"Rain Tree" by Toru Takemitsu, performed by the Peabody Percussion Trio - Video
PUBLISHED:  Apr 10, 2013
DESCRIPTION:
About the piece:

Rain Tree (1981)

There are three compositions by Takemitsu on the subject of the Rain Tree. Rain Tree Sketch (1982) and Rain Tree Sketch II (1992, in memoriam Olivier Messiaen) are among Takemitsu's most often performed piano works. The origin of the Rain Tree Sketches can be traced back to Takemitsu's percussion trio Rain Tree (1981).

Rain Tree is used as a metaphor of water circulating in the cosmos, and Takemitsu employed Messiaen's modes of limited transposition in order to construct the pitch collections evocative of cosmic imagery. Takemitsu's goal as an artist was to expand the possibilities of music, and to express himself through creation of a universal language.The title was suggested by a passage from the novel Atama no ii, Ame no Ki by Kenzaburo Oe: "It has been named the 'rain tree,' for its abundant foliage continues to let fall rain drops collected from last night's shower until well after the following midday. Its hundreds of thousands of tiny leaves - finger-like - store up moisture while other trees dry up at once. What an ingenious tree, isn't it?""
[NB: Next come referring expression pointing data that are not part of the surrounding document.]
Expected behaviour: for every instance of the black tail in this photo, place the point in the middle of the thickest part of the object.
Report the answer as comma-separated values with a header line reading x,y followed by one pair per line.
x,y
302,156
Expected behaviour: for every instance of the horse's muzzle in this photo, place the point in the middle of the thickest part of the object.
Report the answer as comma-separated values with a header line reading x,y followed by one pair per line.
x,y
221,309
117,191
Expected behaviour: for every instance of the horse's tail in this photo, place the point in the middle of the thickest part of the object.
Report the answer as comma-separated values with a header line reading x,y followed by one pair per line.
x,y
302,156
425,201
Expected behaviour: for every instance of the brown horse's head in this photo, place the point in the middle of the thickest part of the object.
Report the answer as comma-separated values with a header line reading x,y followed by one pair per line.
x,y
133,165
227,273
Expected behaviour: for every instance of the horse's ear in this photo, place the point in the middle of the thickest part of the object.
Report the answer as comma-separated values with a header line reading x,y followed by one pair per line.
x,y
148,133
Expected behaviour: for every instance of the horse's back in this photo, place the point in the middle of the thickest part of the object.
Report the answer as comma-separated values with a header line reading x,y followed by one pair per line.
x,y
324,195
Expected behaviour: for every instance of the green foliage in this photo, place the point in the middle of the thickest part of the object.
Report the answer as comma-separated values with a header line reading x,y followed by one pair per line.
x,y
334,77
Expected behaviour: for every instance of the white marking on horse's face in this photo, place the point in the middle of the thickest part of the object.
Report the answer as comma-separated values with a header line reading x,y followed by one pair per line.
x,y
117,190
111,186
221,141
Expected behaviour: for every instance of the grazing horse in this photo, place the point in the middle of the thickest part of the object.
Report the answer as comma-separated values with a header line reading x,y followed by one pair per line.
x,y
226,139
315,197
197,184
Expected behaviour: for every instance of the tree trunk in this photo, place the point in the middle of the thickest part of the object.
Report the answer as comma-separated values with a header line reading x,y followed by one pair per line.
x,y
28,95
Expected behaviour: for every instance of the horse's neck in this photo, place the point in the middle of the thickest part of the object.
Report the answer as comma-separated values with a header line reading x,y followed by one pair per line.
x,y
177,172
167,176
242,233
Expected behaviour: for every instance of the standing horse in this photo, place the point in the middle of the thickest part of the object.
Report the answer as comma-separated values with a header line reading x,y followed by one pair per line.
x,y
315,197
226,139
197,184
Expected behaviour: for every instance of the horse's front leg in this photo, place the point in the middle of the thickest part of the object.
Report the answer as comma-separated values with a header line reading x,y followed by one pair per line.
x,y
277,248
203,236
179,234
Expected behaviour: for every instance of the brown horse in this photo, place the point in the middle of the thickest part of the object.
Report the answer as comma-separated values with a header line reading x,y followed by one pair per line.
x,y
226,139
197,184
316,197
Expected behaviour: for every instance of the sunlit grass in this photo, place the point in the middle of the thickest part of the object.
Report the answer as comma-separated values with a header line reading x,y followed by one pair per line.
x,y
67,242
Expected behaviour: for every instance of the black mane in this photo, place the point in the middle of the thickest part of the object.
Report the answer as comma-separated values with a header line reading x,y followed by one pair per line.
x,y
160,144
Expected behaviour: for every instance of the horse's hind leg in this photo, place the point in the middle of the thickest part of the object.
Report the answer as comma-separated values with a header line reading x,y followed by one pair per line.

Toru Takemitsu during an interview (1993):
"My music is like a garden, and I am the gardener. Listening to my my music can be compared to walking through a garden and experiencing the changes in light, pattern, and texture. I do not like to emphasize too much with my music. Someone once criticized my music as getting to be very old fashioned. Maybe I am old, but I am looking back to the past with nostalgia. Composers are sometimes afraid to use tonality, but we can use anything from the tonal to the atonal -- this is our treasure. I can say that because I am Japanese!"

About the performers:

PEABODY PERCUSSION GROUP
The Peabody Percussion Trio was founded in September 2008, by three freshmen -- Georgi Videnov, Tomasz Kowalczyk and Kei Maeda - percussion majors studying with Robert van Sice at the Peabody Institute of the Johns Hopkins University. Since then, they have performed regularly at the Peabody Percussion Group Concerts and the Peabody Thursday Noon Recital Series among their several recitals in the Maryland area. They have been coached by Sō Percussion, Svet Stoyanov and David Skidmore. Their trio represented Peabody as a part of the Conservatory Project at the Terrace Theater of the Kennedy Center in Washington, DC, in February 2009, where they performed Rain Tree by Toru Takemitsu. The trio was featured in a recording that won the competition for a showcase concert at the Percussive Arts Society International Convention in Indianapolis performing Paul Lansky's percussion quartet Threads in November 2010. During their Junior year, they were selected as one of the Honors Ensembles at Peabody and premiered a new commissioned work by a student composer James Young.